El caballero se detuvo para escuchar la canción, aunque no podía verle el rostro a la dama, pues la luna estaba por detrás de la torre y tampoco las luces de la torre caían sobre el rostro de la dama. Cuando la doncella se calló, dijo el caballero:

– ¡Qué hermosa canción y qué hermosa voz! No sé qué dama ni qué reina eres, ni si eres bella o espantosa, pero puedo asegurar que jamás escuché una voz tan hermosa.

– Muchas gracias, caballero -dijo la joven dama-, te agradezco lo que has dicho de mi voz y de la canción, pero quiero decirte que no soy en absoluto espantosa sino bastante bien parecida, y quizá por eso estoy confinada en esta torre, porque mi padre, que estaba viudo, se volvió a casar, y mi madrastra tiene unos celos terribles de mí, ya que desde que mi madre murió he sido la niña de los ojos de mi padre.

– He oído hablar de casos parecidos al tuyo -dijo el caballero, pensativo-. Las madrastras no soportan a los hijos habidos de la unión del esposo con la primera mujer, sobre todo si se trata de hijas, porque los padres viudos se apegan mucho a las niñas, que le recuerdan a la madre, y llegan a amarlas casi en exceso.
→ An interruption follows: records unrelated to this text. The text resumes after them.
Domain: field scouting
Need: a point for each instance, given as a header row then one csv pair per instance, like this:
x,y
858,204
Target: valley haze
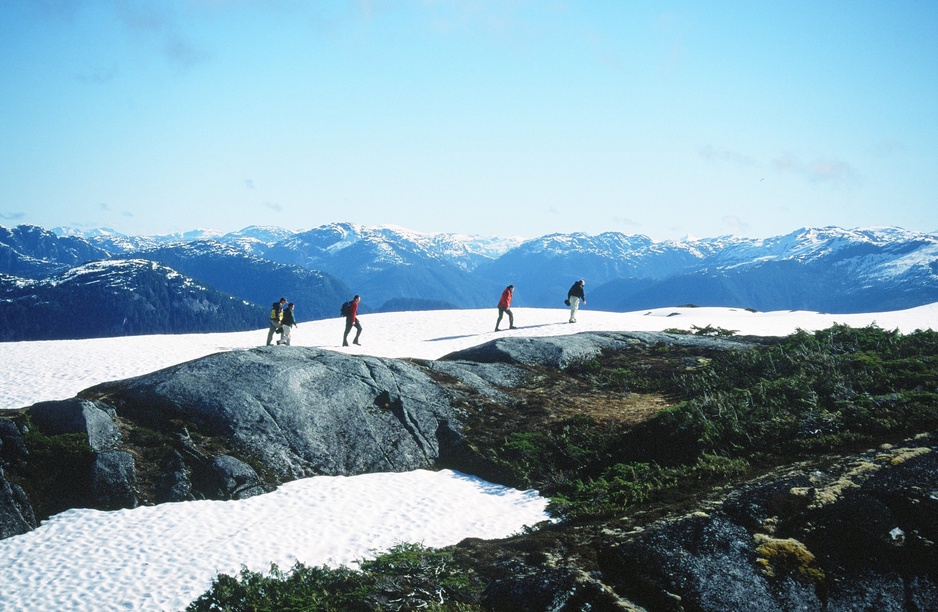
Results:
x,y
207,281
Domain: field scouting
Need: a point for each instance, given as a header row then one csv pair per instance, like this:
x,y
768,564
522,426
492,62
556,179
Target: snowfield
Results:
x,y
163,557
– Eso me ocurrió a mí, buen caballero, y así he pasado de disfrutar de todo tipo de comodidades, lujos y placeres, a esta vida espartana en la que cantar es la única de mis distracciones. Pero no me quejo, porque aún vivo, y recibo de vez en cuando la visita de algunos caballeros andantes que pasan por aquí y se quedan durante la noche, lo que me causa un gran consuelo, y si tú eres, como creo, uno de ésos, ten por seguro que ya tienes, por lo menos, un techo donde pasar la noche.

Dicho lo cual, la dama dejó caer una escala de cuerda e invitó al caballero dorado a trepar por ella. El caballero dorado, para escalar con más facilidad, se quitó la armadura y subió hasta la ventana donde estaba asomada la joven. Allí, los dos se miraron y se maravillaron mutuamente de su hermosura. Y la noche fue larga y feliz.